Epiphany on the Central Line

Do you ever find yourself assessing people on the Tube? Yestarday I was standing in a crammed carriage and found myself unconsiously passing the time by inspecting my fellow passangers. It's the shallowest kind of judgement, deciding whether someone looks interesting or attractive based on a few seconds glance in a sweaty train. Most of the people around me looked depressing, ugly and smelly (as I'm sure I appeared to them). No one's at their best on the Tube, but some people look particularly repelant (and other passangers edge away from them, not wanting to be squeezed up with against an Arsenal supporter reeking of lager or an obesse American tourist) while once every few days, among the thousands of people one passes, there is the flash of an angelic face, seemingly untainted by the London grime, which causes one to gasp and almost miss a stop.

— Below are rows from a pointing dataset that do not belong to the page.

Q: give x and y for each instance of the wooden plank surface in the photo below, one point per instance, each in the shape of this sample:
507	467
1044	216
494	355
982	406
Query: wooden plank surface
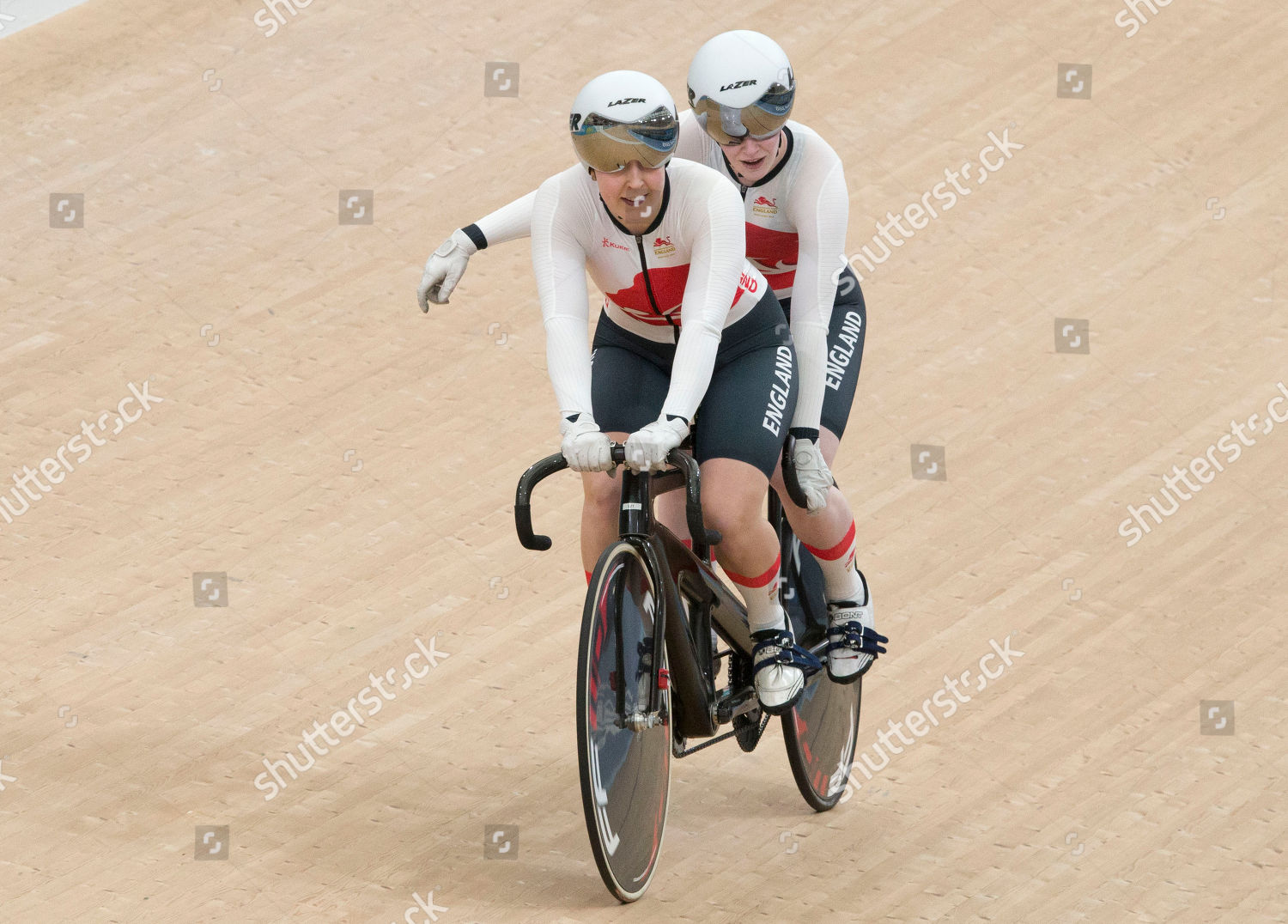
349	465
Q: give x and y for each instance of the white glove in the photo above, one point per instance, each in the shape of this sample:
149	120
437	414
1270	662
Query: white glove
443	270
647	448
813	475
584	445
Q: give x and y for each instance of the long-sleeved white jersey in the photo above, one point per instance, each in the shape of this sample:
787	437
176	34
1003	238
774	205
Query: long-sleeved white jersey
683	281
795	234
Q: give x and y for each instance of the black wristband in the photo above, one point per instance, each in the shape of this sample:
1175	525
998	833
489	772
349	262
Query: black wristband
473	232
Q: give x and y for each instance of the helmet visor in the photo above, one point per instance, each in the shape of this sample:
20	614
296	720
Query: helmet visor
610	146
760	120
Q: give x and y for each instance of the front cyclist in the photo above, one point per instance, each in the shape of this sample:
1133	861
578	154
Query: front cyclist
687	322
741	93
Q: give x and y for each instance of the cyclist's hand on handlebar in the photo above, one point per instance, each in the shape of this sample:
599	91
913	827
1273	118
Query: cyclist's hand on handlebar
584	445
445	270
811	471
647	448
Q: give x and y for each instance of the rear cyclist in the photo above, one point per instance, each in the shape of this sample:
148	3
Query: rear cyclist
741	93
687	324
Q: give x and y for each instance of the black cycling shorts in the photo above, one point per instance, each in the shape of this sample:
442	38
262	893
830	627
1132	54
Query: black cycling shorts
844	350
747	407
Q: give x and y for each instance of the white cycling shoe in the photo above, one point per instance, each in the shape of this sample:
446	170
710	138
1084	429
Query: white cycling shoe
780	666
853	642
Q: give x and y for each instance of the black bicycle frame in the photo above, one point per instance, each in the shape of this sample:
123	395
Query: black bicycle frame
687	578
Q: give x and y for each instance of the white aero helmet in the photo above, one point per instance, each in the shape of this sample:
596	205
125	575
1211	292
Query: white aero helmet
741	84
621	116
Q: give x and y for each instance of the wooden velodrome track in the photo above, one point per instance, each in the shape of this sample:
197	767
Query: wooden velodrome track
350	465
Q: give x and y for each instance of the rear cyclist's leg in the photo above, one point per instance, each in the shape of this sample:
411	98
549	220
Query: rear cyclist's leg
829	535
738	441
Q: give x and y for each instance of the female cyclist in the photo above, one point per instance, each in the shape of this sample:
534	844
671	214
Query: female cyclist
741	92
687	324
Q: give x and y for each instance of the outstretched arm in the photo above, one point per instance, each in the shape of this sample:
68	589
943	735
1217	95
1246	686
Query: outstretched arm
446	265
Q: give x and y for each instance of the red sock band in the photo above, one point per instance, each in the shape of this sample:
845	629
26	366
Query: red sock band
836	550
756	581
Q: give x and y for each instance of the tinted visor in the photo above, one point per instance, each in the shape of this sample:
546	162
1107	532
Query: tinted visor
760	120
610	146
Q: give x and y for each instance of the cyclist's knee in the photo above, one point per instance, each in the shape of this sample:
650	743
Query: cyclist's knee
731	503
600	493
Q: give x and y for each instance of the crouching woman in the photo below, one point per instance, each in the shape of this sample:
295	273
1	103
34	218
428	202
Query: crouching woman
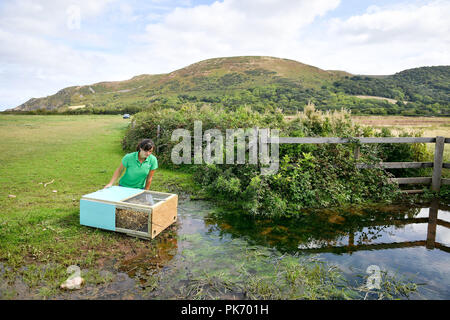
139	167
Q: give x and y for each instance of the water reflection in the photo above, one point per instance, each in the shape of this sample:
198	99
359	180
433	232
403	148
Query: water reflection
409	241
342	231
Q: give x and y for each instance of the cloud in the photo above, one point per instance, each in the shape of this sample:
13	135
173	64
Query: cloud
230	28
385	40
41	54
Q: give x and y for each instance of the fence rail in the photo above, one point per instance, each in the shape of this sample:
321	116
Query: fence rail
435	181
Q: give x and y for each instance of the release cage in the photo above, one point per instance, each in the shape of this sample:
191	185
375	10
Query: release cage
136	212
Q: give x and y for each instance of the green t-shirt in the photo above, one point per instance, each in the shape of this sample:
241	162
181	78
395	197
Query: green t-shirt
136	172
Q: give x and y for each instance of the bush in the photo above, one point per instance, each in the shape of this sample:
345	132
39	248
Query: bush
321	175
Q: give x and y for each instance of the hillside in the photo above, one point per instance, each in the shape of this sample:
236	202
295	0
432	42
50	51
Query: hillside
263	83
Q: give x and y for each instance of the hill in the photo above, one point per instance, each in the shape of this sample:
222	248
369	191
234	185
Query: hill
262	82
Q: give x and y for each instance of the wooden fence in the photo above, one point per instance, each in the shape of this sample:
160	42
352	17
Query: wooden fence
435	181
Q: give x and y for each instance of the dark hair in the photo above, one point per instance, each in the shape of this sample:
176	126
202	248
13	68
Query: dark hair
146	145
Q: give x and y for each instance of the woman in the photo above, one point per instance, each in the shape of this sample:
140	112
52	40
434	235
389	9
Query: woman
140	167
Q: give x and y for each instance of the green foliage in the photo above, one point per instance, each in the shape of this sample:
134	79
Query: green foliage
309	176
265	85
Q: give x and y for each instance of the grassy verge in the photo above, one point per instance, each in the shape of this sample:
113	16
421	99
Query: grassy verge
47	163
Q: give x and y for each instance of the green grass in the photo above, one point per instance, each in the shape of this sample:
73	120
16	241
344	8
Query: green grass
48	163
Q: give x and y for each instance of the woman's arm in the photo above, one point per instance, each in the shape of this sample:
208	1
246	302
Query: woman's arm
116	175
149	179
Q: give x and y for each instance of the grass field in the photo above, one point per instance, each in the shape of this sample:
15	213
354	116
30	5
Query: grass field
47	163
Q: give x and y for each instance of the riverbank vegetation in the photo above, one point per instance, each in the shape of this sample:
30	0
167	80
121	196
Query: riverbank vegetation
63	157
309	176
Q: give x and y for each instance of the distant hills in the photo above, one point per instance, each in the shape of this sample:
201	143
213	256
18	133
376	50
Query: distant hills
261	82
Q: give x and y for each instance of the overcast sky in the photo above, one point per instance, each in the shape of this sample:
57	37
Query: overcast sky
48	45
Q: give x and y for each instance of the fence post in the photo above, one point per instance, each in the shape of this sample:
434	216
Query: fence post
357	152
437	165
432	223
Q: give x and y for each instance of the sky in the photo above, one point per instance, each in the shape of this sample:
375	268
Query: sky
49	45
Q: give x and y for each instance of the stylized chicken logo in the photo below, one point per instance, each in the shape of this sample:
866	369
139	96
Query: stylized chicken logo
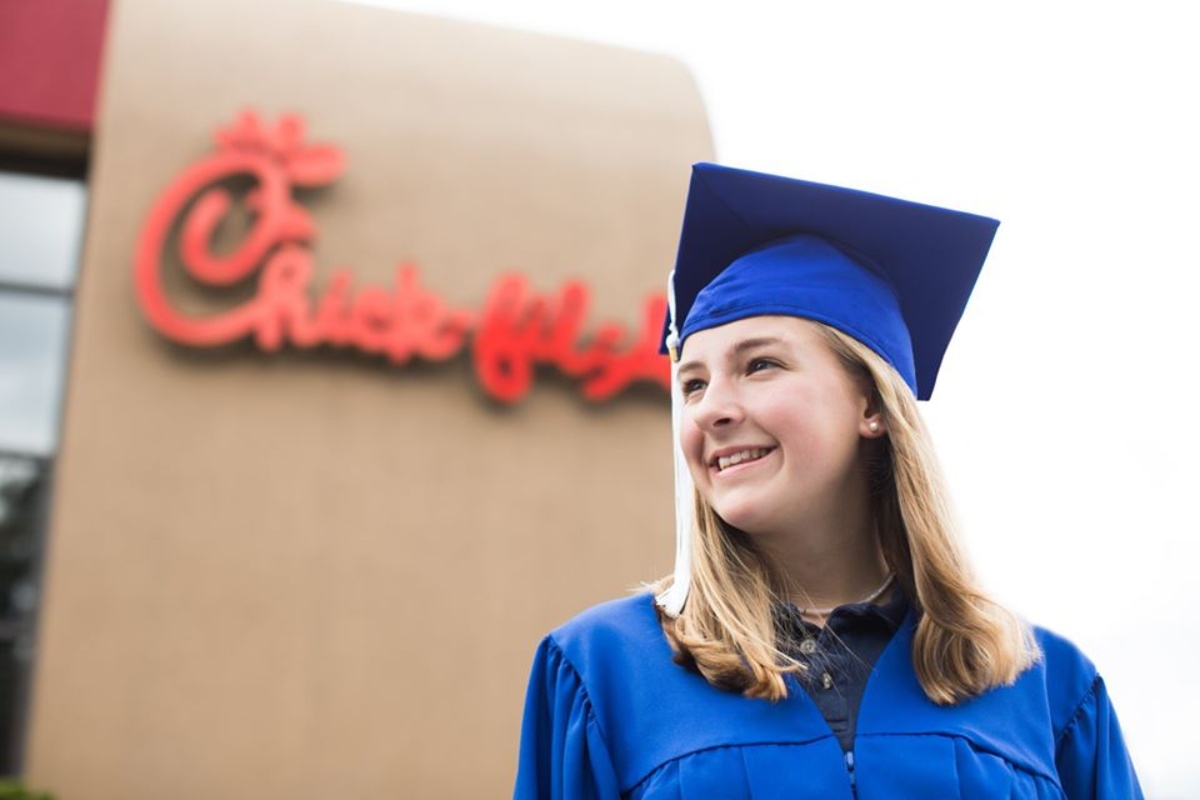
516	330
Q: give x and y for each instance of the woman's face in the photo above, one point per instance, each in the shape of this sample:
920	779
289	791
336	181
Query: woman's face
773	423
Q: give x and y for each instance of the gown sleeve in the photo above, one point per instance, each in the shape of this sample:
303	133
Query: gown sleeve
1093	763
563	752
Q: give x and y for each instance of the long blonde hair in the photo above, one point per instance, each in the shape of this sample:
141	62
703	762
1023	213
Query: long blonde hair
965	643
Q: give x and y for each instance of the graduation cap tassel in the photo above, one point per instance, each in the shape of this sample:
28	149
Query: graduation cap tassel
672	600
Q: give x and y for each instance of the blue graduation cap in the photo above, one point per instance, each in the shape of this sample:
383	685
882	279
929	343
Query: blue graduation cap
892	274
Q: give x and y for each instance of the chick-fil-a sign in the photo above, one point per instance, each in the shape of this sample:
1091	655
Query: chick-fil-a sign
515	331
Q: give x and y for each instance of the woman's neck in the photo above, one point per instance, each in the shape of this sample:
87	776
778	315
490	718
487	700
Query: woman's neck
832	564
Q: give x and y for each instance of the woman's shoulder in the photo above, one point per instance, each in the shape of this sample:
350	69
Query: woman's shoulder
611	631
1063	674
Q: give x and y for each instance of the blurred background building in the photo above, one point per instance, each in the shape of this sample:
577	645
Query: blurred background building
294	567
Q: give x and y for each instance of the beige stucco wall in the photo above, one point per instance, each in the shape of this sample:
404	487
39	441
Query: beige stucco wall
315	575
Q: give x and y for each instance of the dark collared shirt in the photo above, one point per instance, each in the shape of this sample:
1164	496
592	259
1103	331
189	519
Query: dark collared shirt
840	656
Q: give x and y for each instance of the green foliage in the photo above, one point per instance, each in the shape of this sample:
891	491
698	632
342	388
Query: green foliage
13	789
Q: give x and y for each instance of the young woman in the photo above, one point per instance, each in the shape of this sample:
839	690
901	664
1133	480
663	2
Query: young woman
822	635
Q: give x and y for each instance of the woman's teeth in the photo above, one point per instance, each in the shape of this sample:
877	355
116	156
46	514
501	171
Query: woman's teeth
725	462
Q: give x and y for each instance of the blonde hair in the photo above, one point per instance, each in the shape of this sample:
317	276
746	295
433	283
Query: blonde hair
965	643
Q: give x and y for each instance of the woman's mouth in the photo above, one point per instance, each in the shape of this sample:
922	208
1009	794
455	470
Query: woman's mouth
741	457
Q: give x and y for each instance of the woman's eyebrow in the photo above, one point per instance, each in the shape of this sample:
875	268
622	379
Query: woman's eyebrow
736	350
755	343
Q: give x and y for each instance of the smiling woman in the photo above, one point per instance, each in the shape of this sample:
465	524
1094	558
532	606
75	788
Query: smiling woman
822	635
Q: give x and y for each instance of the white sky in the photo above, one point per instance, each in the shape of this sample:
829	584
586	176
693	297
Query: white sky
1063	411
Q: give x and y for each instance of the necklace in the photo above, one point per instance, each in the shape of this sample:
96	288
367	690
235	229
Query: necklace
826	612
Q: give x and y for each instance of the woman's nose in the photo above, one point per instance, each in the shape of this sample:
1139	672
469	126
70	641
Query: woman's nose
719	407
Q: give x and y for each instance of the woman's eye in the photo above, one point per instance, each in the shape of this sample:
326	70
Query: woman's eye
759	365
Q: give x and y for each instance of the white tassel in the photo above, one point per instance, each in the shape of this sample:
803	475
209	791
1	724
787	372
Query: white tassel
673	599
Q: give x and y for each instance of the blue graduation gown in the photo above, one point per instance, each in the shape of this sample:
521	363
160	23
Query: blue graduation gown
610	715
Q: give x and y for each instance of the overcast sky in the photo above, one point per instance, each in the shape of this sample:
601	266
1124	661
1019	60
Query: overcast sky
1063	413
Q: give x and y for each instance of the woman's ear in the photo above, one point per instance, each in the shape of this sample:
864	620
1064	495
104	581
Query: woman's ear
873	425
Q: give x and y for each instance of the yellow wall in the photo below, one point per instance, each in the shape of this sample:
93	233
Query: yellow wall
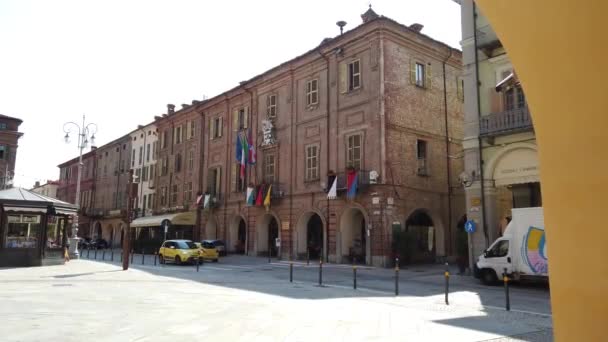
559	49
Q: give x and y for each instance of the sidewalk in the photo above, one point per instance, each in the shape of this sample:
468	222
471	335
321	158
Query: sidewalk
95	301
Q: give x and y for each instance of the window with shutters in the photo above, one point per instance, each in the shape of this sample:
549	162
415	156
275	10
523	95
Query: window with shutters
354	75
188	192
164	138
312	162
420	75
269	167
177	135
164	168
191	160
174	194
216	127
214	181
191	129
354	151
163	196
312	92
178	162
421	158
271	106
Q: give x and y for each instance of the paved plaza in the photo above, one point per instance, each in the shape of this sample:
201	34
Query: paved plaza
248	299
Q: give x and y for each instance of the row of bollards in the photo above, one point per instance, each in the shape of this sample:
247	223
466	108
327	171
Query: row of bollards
396	277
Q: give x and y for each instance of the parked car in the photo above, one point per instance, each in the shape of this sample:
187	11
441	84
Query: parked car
208	251
178	252
219	245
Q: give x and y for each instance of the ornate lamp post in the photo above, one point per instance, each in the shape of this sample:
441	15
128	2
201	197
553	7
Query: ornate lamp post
86	135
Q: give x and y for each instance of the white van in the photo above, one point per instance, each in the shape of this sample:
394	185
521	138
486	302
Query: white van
522	250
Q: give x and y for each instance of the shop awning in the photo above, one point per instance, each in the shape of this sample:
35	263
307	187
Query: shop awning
182	219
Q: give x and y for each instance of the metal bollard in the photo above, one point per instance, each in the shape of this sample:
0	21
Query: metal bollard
505	279
291	272
396	276
447	283
320	272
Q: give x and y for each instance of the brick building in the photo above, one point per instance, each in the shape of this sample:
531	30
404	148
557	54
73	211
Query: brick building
9	141
66	188
383	99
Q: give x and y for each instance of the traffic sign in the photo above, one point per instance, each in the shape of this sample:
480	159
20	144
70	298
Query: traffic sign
470	226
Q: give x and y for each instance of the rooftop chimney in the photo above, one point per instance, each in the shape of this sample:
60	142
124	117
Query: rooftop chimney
416	27
341	25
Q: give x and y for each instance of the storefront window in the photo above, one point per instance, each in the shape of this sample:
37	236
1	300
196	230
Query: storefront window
22	231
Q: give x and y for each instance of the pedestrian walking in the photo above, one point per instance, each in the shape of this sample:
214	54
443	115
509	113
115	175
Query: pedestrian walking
66	254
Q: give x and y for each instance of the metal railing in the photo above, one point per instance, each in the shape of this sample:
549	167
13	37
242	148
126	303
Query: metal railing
508	121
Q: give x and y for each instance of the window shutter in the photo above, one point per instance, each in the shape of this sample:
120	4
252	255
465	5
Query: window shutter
412	71
246	118
211	128
233	178
459	89
235	120
343	78
428	81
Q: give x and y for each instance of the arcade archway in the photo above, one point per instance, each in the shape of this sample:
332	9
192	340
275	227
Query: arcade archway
354	247
310	237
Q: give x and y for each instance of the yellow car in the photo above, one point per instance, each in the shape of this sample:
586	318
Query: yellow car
208	251
178	252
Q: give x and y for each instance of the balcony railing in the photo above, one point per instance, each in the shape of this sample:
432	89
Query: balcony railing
505	122
362	180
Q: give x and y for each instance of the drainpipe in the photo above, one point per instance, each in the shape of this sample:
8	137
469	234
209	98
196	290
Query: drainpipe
447	155
480	142
326	230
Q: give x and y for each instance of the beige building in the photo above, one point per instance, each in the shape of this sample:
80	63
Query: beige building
501	162
47	189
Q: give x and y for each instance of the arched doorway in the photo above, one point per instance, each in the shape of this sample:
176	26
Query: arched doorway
422	235
237	236
267	233
210	228
353	236
310	236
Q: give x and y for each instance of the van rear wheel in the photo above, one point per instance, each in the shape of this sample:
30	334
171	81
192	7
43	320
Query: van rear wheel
488	277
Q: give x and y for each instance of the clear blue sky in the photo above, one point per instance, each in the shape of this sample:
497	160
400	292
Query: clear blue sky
121	62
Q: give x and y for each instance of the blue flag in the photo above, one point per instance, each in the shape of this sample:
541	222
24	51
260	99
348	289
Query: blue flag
239	149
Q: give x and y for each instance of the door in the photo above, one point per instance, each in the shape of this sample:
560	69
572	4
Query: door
499	257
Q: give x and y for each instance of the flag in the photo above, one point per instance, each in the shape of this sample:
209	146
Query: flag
244	154
259	199
252	155
250	200
352	178
267	198
332	182
239	150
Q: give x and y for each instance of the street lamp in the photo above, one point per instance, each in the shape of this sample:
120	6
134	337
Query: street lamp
86	133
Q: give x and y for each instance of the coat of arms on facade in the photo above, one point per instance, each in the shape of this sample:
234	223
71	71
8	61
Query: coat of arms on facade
268	133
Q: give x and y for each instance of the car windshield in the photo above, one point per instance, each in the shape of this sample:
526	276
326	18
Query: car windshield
185	245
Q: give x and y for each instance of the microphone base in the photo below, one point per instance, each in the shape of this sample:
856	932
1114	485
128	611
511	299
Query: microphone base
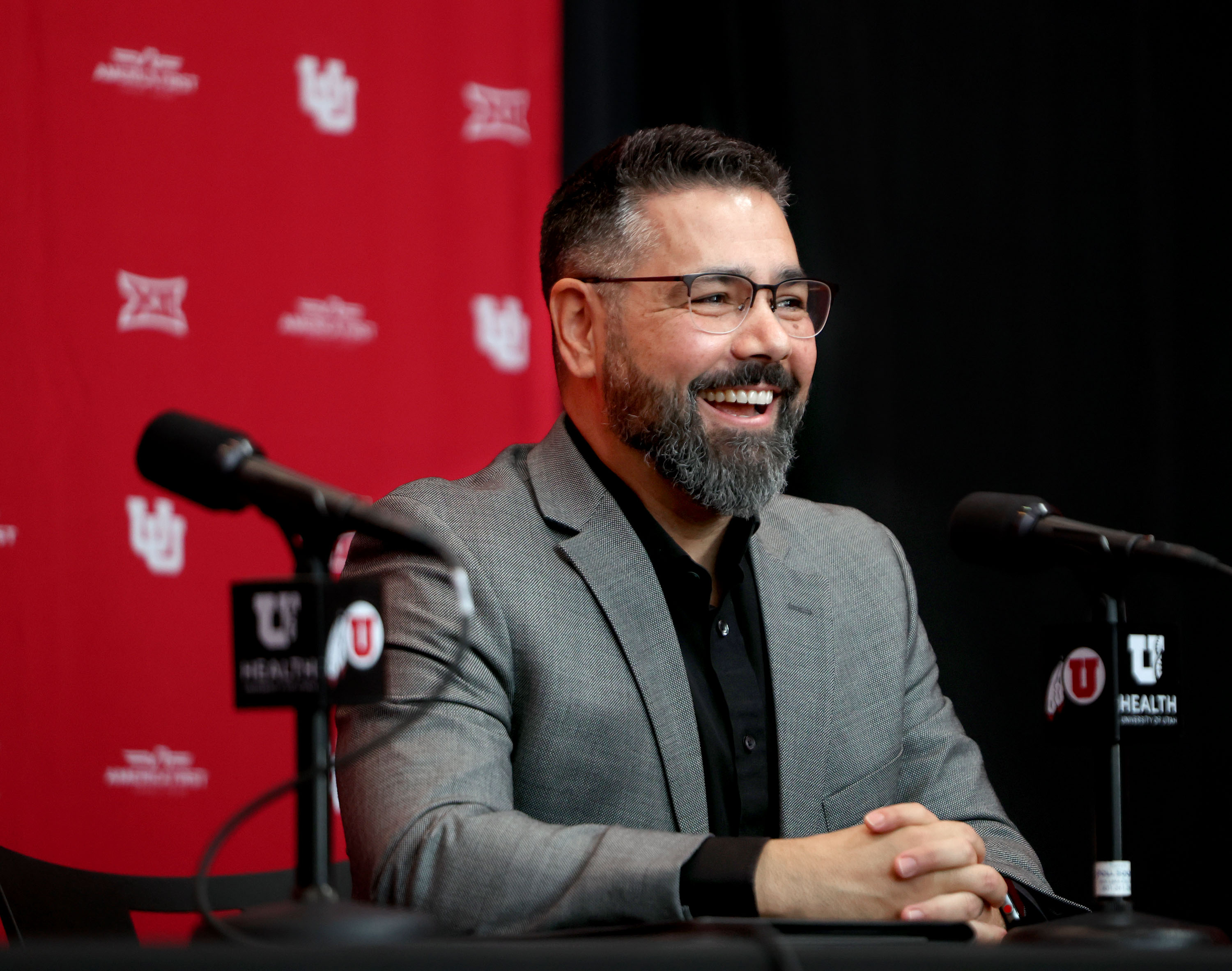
1118	926
326	923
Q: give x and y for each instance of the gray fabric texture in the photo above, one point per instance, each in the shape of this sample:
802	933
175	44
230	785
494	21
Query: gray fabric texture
559	782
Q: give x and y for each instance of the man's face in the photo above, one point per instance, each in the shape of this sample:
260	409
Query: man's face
661	374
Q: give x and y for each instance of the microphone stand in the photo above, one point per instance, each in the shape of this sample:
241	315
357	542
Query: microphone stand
317	916
1114	922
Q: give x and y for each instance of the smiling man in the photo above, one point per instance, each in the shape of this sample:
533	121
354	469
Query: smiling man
687	693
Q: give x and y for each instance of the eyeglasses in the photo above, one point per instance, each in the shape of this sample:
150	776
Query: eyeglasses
720	302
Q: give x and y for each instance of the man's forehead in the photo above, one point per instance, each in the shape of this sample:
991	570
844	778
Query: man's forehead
721	230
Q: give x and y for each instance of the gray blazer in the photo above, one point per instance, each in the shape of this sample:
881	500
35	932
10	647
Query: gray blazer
560	782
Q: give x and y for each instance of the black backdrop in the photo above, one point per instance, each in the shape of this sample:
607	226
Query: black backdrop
1023	207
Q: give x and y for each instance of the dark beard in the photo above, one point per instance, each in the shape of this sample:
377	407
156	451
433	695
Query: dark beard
731	472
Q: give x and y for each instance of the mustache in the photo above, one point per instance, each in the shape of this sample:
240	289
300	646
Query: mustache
748	373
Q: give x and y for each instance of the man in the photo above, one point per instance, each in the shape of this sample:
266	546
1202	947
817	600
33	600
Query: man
687	694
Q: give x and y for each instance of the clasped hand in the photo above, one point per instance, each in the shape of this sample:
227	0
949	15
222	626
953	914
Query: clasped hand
901	864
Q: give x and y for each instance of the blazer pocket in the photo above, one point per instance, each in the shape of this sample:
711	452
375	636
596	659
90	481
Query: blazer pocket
870	792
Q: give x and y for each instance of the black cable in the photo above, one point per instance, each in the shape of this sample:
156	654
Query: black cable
453	670
11	922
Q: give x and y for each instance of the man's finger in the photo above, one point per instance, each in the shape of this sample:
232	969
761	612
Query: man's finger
987	933
942	854
981	880
901	814
963	906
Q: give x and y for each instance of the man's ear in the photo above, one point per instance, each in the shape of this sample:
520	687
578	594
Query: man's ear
577	318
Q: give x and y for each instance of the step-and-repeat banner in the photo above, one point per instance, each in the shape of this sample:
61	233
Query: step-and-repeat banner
315	222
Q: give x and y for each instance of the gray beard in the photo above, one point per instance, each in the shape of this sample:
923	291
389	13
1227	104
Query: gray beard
731	472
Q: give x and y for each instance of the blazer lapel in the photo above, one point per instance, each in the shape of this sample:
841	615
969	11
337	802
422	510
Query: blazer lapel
795	613
614	564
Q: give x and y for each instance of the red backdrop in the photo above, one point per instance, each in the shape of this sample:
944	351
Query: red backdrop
316	222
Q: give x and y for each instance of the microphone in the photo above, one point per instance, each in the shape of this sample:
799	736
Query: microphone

Then it struck me. Looking around at all those depressing and ugly faces of my fellow commuters - God loves them.

Not in some sort of general philosophical way (love is an attribute of the divine nature) but in an intense and individual way. Mel Gibson's controversial new film The Passion covers the most extreme expression of this love - that God "became nothing, taking the very nature of a servant" and chose to bear immense suffering to wipe away our sins. But God's love is also revealed in more tender ways. The Bible says that he counts the numbers of hairs on each of our heads (the sort of thing lovers might do as they are wrapped in each other's embrace) and that he even sings love songs about us! [Phil.2.7, Matt.10.30 and Zeph.3.17]

I've known this all for many years, but occassionally it strikes me at a particular moment in a profound way. And that's what happened yestarday on the Central line between Oxford Circus and Bond Street!

I've just watched the DVD of "Bruce Almighty" the rather mediocre Jim Carrey film in which a very self-centred TV reporter is given God's power for a week. The film is not very theologically sound of course, but I rather like Morgan Freeman's representation of God as a wise-cracking cleaner. It captures two characteristics of God - the way he humbles himself in order to relate to humans and the deep love he has even for Carrey's spoilt and irritating character.